Choose by use case, but start from the licence. Kraken is the all-round pick, pairing the rarer trading-platform authorisation with a clean Irish regulator and the deepest euro liquidity.

From there it splits by need. Bybit EU for a large flat-fee spot catalogue, Coinbase for beginners, OKX for Web3 and DeFi, Bitpanda for multi-asset investing, and Gate for long-tail tokens inside the perimeter.

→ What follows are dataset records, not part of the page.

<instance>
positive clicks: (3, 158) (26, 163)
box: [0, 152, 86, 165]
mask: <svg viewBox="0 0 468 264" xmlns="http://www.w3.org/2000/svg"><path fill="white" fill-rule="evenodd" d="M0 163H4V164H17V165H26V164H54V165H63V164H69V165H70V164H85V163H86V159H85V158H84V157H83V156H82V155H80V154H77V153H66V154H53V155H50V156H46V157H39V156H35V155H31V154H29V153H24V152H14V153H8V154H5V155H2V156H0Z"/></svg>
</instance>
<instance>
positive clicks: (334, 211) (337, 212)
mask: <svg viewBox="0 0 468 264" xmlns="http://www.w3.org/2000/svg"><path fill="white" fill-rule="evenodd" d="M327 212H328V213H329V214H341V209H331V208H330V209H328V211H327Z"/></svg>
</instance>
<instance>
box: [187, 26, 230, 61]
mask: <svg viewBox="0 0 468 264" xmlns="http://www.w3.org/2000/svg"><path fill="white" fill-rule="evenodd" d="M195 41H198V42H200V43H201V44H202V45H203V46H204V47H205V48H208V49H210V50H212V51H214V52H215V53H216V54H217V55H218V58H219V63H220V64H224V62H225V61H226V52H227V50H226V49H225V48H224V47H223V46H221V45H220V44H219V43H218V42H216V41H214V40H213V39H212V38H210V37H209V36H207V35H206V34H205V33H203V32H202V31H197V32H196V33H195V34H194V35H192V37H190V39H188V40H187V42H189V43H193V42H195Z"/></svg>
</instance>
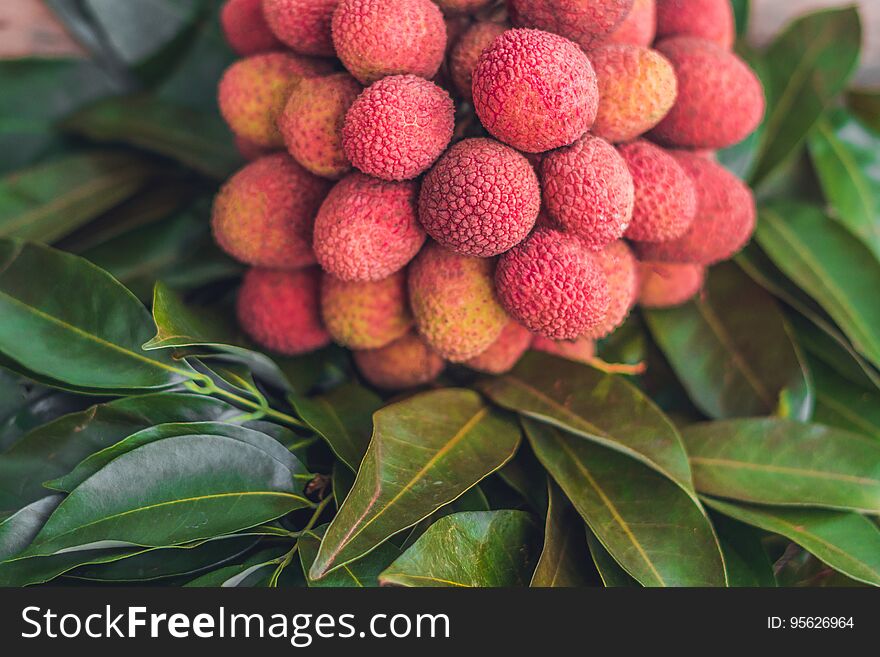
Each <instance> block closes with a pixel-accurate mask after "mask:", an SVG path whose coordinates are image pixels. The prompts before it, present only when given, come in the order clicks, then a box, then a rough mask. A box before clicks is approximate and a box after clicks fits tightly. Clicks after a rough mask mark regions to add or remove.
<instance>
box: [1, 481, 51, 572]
mask: <svg viewBox="0 0 880 657" xmlns="http://www.w3.org/2000/svg"><path fill="white" fill-rule="evenodd" d="M62 499H64V496H63V495H48V496H47V497H43V498H41V499H39V500H37V501H36V502H31V503H30V504H28V505H27V506H26V507H24V508H23V509H21V510H20V511H18V512H17V513H14V514H12V515H11V516H9V517H8V518H7V519H6V520H4V521H3V522H0V562H3V561H6V560H7V559H9V558H11V557H14V556H15V555H17V554H18V553H20V552H22V551H24V550H25V549H26V548H27V546H28V545H30V544H31V541H32V540H34V537H35V536H36V535H37V534H38V533H39V532H40V530H41V529H42V528H43V525H44V524H46V520H47V519H48V518H49V516H50V515H52V512H53V511H55V509H56V508H57V507H58V505H59V504H60V503H61V500H62Z"/></svg>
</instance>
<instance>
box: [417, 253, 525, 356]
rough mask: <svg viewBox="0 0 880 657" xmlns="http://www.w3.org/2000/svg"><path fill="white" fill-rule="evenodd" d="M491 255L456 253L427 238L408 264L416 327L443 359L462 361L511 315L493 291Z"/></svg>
mask: <svg viewBox="0 0 880 657" xmlns="http://www.w3.org/2000/svg"><path fill="white" fill-rule="evenodd" d="M494 272H495V263H494V261H492V260H486V259H482V258H471V257H468V256H463V255H461V254H458V253H454V252H452V251H450V250H448V249H446V248H444V247H442V246H440V245H439V244H437V243H436V242H429V243H428V244H427V245H426V246H425V248H424V249H423V250H422V252H421V253H420V254H419V255H418V257H417V258H416V259H415V260H413V263H412V265H411V266H410V268H409V301H410V307H411V308H412V312H413V316H414V317H415V320H416V327H417V328H418V330H419V333H420V334H421V335H422V337H424V338H425V340H426V341H427V342H428V344H429V345H430V346H431V347H432V348H433V349H434V350H435V351H436V352H437V353H438V354H440V355H441V356H443V357H444V358H445V359H447V360H450V361H452V362H455V363H461V362H464V361H466V360H469V359H471V358H473V357H474V356H477V355H479V354H481V353H483V352H484V351H486V349H488V348H489V346H490V345H491V344H492V343H493V342H494V341H495V340H496V339H497V338H498V336H499V335H501V331H502V329H503V328H504V327H505V325H506V324H507V322H508V321H509V320H510V318H509V317H508V316H507V313H505V312H504V309H503V308H502V307H501V304H499V303H498V299H497V298H496V296H495V286H494V284H493V280H492V279H493V274H494Z"/></svg>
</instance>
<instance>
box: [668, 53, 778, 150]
mask: <svg viewBox="0 0 880 657" xmlns="http://www.w3.org/2000/svg"><path fill="white" fill-rule="evenodd" d="M657 50H659V51H660V52H661V53H663V55H665V56H666V58H667V59H669V61H671V62H672V65H673V66H674V67H675V74H676V76H677V77H678V99H677V100H676V102H675V105H673V107H672V109H671V110H670V111H669V113H668V114H667V115H666V118H664V119H663V120H662V121H661V122H660V124H659V125H658V126H657V127H656V128H655V129H654V130H653V131H652V132H651V137H652V139H653V140H655V141H658V142H660V143H661V144H664V145H667V146H676V147H680V148H690V149H704V148H712V149H717V148H726V147H728V146H732V145H733V144H736V143H738V142H740V141H742V140H743V139H745V138H746V137H747V136H748V135H749V134H750V133H751V132H753V131H754V130H755V128H757V127H758V125H759V124H760V123H761V119H762V117H763V116H764V107H765V101H764V90H763V88H762V87H761V83H760V81H759V80H758V78H757V77H756V76H755V74H754V73H753V72H752V70H751V69H750V68H749V67H748V66H747V65H746V63H745V62H743V61H742V60H741V59H740V58H739V57H737V56H736V55H735V54H733V53H731V52H727V51H726V50H724V49H723V48H721V47H720V46H718V45H716V44H714V43H712V42H710V41H706V40H705V39H697V38H694V37H675V38H672V39H667V40H665V41H661V42H660V43H659V44H658V45H657Z"/></svg>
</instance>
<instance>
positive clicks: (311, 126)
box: [278, 73, 362, 180]
mask: <svg viewBox="0 0 880 657" xmlns="http://www.w3.org/2000/svg"><path fill="white" fill-rule="evenodd" d="M361 91H362V89H361V85H360V84H358V81H357V80H355V79H354V78H353V77H351V76H350V75H348V73H337V74H336V75H328V76H326V77H320V78H308V79H306V80H303V81H302V82H300V84H299V85H298V86H297V88H296V90H295V91H294V92H293V93H292V94H291V95H290V100H288V101H287V105H286V106H285V108H284V112H282V114H281V118H280V119H279V120H278V128H279V130H281V135H282V136H283V137H284V143H285V144H287V150H288V151H289V152H290V154H291V155H292V156H293V157H294V158H295V159H296V161H297V162H299V163H300V164H302V165H303V166H304V167H305V168H306V169H308V170H309V171H311V172H312V173H314V174H315V175H317V176H322V177H324V178H331V179H334V180H336V179H339V178H341V177H342V176H343V175H344V174H346V173H347V172H348V171H349V170H350V169H351V162H349V161H348V157H347V156H346V155H345V150H344V149H343V148H342V125H343V123H344V122H345V115H346V113H347V112H348V110H349V108H350V107H351V104H352V103H353V102H354V101H355V99H356V98H357V97H358V95H360V93H361Z"/></svg>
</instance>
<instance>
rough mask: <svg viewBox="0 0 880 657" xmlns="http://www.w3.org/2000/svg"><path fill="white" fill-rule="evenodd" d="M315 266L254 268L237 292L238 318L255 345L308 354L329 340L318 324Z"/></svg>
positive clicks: (319, 322)
mask: <svg viewBox="0 0 880 657" xmlns="http://www.w3.org/2000/svg"><path fill="white" fill-rule="evenodd" d="M320 283H321V271H320V270H319V269H318V268H317V267H310V268H308V269H299V270H297V271H282V270H280V269H261V268H254V269H251V270H249V271H248V272H247V273H246V274H245V277H244V282H243V283H242V286H241V289H240V290H239V293H238V321H239V323H240V324H241V327H242V328H243V329H244V330H245V332H246V333H247V334H248V335H249V336H250V337H251V338H253V339H254V341H256V342H257V343H258V344H259V345H261V346H262V347H265V348H266V349H269V350H271V351H274V352H276V353H279V354H283V355H285V356H297V355H300V354H304V353H308V352H310V351H314V350H316V349H320V348H321V347H324V346H326V345H327V344H329V342H330V335H329V334H328V333H327V331H326V330H324V326H323V325H322V324H321V314H320V311H319V308H318V291H319V287H320Z"/></svg>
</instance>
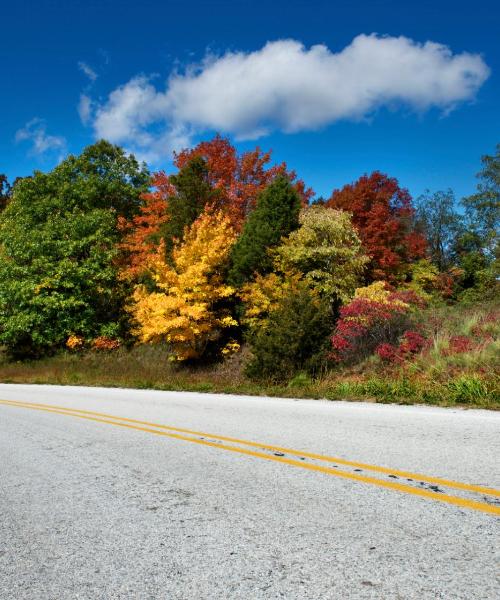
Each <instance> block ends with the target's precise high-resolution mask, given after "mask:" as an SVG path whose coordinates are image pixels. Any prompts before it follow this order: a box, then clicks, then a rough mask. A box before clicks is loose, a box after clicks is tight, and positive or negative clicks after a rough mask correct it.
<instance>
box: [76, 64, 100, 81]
mask: <svg viewBox="0 0 500 600" xmlns="http://www.w3.org/2000/svg"><path fill="white" fill-rule="evenodd" d="M78 68H79V69H80V71H82V73H84V74H85V75H86V76H87V77H88V78H89V79H90V81H91V82H92V83H94V81H95V80H96V79H97V73H96V72H95V71H94V69H93V68H92V67H91V66H90V65H89V64H87V63H86V62H83V60H81V61H80V62H79V63H78Z"/></svg>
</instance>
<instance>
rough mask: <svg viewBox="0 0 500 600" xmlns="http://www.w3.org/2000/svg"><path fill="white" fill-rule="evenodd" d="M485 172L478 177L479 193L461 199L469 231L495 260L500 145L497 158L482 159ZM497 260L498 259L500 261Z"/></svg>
mask: <svg viewBox="0 0 500 600" xmlns="http://www.w3.org/2000/svg"><path fill="white" fill-rule="evenodd" d="M481 162H482V163H483V168H482V170H481V171H480V172H479V173H478V174H477V177H478V179H479V183H478V185H477V192H476V193H475V194H472V196H468V197H466V198H463V199H462V206H463V207H464V208H465V214H466V218H467V228H468V229H469V230H472V231H473V232H474V233H475V234H476V235H478V236H479V238H480V239H481V240H482V246H483V248H484V249H485V251H486V253H487V254H488V255H489V257H490V258H492V257H493V256H494V254H495V252H496V253H498V244H499V238H498V229H499V226H500V144H497V147H496V154H495V155H494V156H488V155H485V156H483V157H482V158H481ZM497 258H498V257H497Z"/></svg>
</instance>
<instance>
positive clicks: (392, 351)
mask: <svg viewBox="0 0 500 600" xmlns="http://www.w3.org/2000/svg"><path fill="white" fill-rule="evenodd" d="M375 352H376V353H377V354H378V355H379V356H380V358H381V359H382V360H384V361H386V362H391V363H392V362H398V361H399V359H400V357H399V354H398V349H397V348H396V347H395V346H393V345H392V344H387V343H385V344H380V345H379V346H377V348H376V349H375Z"/></svg>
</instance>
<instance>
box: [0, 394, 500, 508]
mask: <svg viewBox="0 0 500 600" xmlns="http://www.w3.org/2000/svg"><path fill="white" fill-rule="evenodd" d="M0 403H1V404H13V405H21V406H33V407H44V408H52V409H56V410H63V411H68V412H71V413H81V414H85V415H92V416H97V417H104V418H106V419H114V420H115V421H116V420H118V421H124V422H126V423H135V424H137V425H146V426H148V427H155V428H158V429H165V430H167V431H175V432H178V433H187V434H190V435H197V436H202V437H208V438H212V439H216V440H221V441H224V442H232V443H235V444H241V445H242V446H249V447H251V448H260V449H265V450H271V451H274V452H283V453H284V454H293V455H294V456H303V457H305V458H312V459H315V460H320V461H323V462H328V463H336V464H339V465H345V466H349V467H354V468H360V469H364V470H367V471H374V472H377V473H384V474H386V475H396V476H398V477H402V478H406V479H413V480H417V481H425V482H426V483H434V484H437V485H442V486H445V487H449V488H454V489H458V490H463V491H466V492H474V493H477V494H486V495H489V496H497V497H500V490H495V489H493V488H488V487H483V486H478V485H473V484H469V483H461V482H459V481H452V480H449V479H442V478H440V477H432V476H429V475H422V474H421V473H413V472H410V471H400V470H398V469H390V468H388V467H380V466H377V465H370V464H366V463H361V462H355V461H352V460H347V459H344V458H339V457H335V456H326V455H322V454H316V453H313V452H306V451H302V450H294V449H292V448H284V447H282V446H272V445H269V444H260V443H258V442H251V441H248V440H242V439H239V438H234V437H228V436H223V435H217V434H213V433H207V432H204V431H194V430H192V429H183V428H180V427H172V426H170V425H161V424H158V423H151V422H149V421H139V420H137V419H128V418H126V417H117V416H116V415H110V414H107V413H101V412H94V411H90V410H82V409H77V408H67V407H64V406H55V405H53V404H39V403H36V402H18V401H15V400H0Z"/></svg>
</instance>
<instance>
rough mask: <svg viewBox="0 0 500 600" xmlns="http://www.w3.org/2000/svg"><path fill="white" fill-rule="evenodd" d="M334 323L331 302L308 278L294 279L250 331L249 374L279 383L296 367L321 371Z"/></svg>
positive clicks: (326, 354)
mask: <svg viewBox="0 0 500 600" xmlns="http://www.w3.org/2000/svg"><path fill="white" fill-rule="evenodd" d="M333 326H334V319H333V317H332V311H331V307H330V303H329V302H328V301H327V300H326V299H323V298H321V297H320V296H319V294H318V293H317V292H315V291H314V290H311V288H310V287H309V285H308V284H307V282H305V281H297V282H293V283H292V285H291V286H290V287H289V288H288V290H287V291H286V293H285V295H284V297H282V298H281V300H280V302H279V305H278V306H277V307H276V308H275V309H274V310H272V311H271V313H270V314H269V316H268V317H267V319H266V320H265V321H264V322H263V323H262V325H261V326H260V327H258V328H255V329H252V330H251V332H250V334H249V342H250V348H251V350H252V358H251V359H250V361H249V363H248V364H247V366H246V373H247V375H248V376H249V377H251V378H252V379H256V380H267V381H272V382H275V383H280V382H284V381H287V380H288V379H290V378H291V377H292V376H293V375H294V374H295V373H296V372H297V371H306V372H308V373H311V374H316V373H318V372H319V371H320V370H321V369H322V367H324V366H325V364H326V355H327V349H328V347H329V344H328V339H329V336H330V335H331V332H332V329H333Z"/></svg>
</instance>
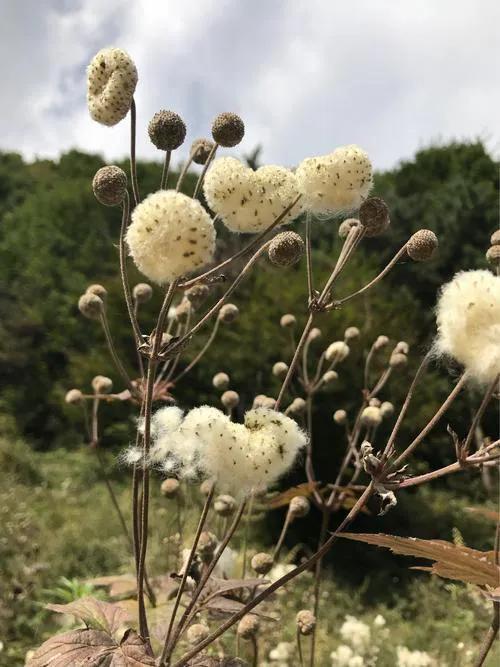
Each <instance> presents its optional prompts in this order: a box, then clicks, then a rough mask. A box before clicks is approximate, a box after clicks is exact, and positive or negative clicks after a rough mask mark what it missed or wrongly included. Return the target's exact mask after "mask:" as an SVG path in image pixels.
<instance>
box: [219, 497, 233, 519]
mask: <svg viewBox="0 0 500 667" xmlns="http://www.w3.org/2000/svg"><path fill="white" fill-rule="evenodd" d="M235 509H236V500H235V499H234V498H233V496H230V495H227V494H225V495H222V496H217V498H216V499H215V500H214V511H215V513H216V514H218V515H219V516H224V517H226V516H231V514H234V510H235Z"/></svg>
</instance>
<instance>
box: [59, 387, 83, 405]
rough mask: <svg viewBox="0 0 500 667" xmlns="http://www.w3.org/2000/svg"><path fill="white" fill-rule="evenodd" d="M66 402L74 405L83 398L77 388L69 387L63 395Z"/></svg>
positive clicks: (81, 394) (75, 404)
mask: <svg viewBox="0 0 500 667" xmlns="http://www.w3.org/2000/svg"><path fill="white" fill-rule="evenodd" d="M64 400H65V402H66V403H69V404H70V405H76V404H77V403H80V402H81V401H82V400H83V394H82V392H81V391H80V390H79V389H70V390H69V391H68V392H67V394H66V396H65V397H64Z"/></svg>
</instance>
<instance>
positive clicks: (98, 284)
mask: <svg viewBox="0 0 500 667" xmlns="http://www.w3.org/2000/svg"><path fill="white" fill-rule="evenodd" d="M85 291H86V292H87V293H88V294H96V295H97V296H98V297H100V298H101V299H102V300H103V301H106V299H107V297H108V290H107V289H106V288H105V287H104V286H103V285H99V284H98V283H95V284H94V285H89V286H88V287H87V289H86V290H85Z"/></svg>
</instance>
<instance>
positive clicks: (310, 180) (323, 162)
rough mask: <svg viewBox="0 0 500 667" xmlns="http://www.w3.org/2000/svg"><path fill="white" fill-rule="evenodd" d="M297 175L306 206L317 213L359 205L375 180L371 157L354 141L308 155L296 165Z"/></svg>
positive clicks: (349, 208)
mask: <svg viewBox="0 0 500 667" xmlns="http://www.w3.org/2000/svg"><path fill="white" fill-rule="evenodd" d="M296 177H297V184H298V187H299V191H300V192H301V193H302V195H303V198H304V203H305V206H306V208H308V209H309V210H311V211H314V212H317V213H328V212H340V211H349V210H352V209H354V208H357V207H358V206H359V205H360V203H361V202H362V201H363V199H365V198H366V197H367V196H368V193H369V192H370V189H371V187H372V183H373V178H372V165H371V162H370V159H369V158H368V155H367V154H366V153H365V152H364V151H363V150H362V149H361V148H359V146H355V145H350V146H342V147H340V148H337V149H336V150H334V151H333V153H330V154H329V155H322V156H320V157H313V158H307V159H306V160H304V161H303V162H301V163H300V164H299V166H298V167H297V171H296Z"/></svg>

The real shift is that 1 July 2026 turns licensed into a hard yes or no, and several familiar names, Binance most of all, fall on the wrong side. Before depositing, check the entity in the ESMA register, confirm SEPA Instant works with your bank, and make sure your assets are still tradable. That tells you more than any star rating.

Our Methodology

We evaluated the exchanges holding full MiCA CASP authorisation that are broadly available to EU and EEA users by confirming each licence in the ESMA register, opening accounts, funding EUR over SEPA, executing trades and reviewing what the compliant front-end offers. Each platform scored across six criteria:

  1. Licence and Regulator: The exact authorised entity, the national authority that issued it, which of the ten services it covers, and any public supervisory concerns attached to that regulator.
  2. Trust Score: Our rating out of 5, weighting regulatory standing, proof-of-reserves transparency, security history and longevity. Trading-platform authorisation and a clean-record regulator scored highest.
  3. EUR Funding: SEPA and SEPA Instant settlement speed, card support and fees, including how quickly a first deposit cleared and whether the bank flagged it.
  4. Fees and Liquidity: Maker and taker fees, EUR-pair spreads, and the all-in cost of a euro-to-BTC-to-euro round trip, with real orders on BTC/EUR and ETH/EUR.
  5. Asset Availability: What stayed tradable after the USDT, privacy-coin and cooling-off changes, since a licence often means a narrower catalogue.
  6. Product and Custody: Web3 access, derivatives availability under the EU entity, and self-custody integration.

We excluded firms relying only on lapsed grandfathering, entities not yet in the ESMA register, and non-EU subsidiaries serving EU users without a passported licence. Testing ran from April to June 2026, ahead of the 1 July 2026 deadline.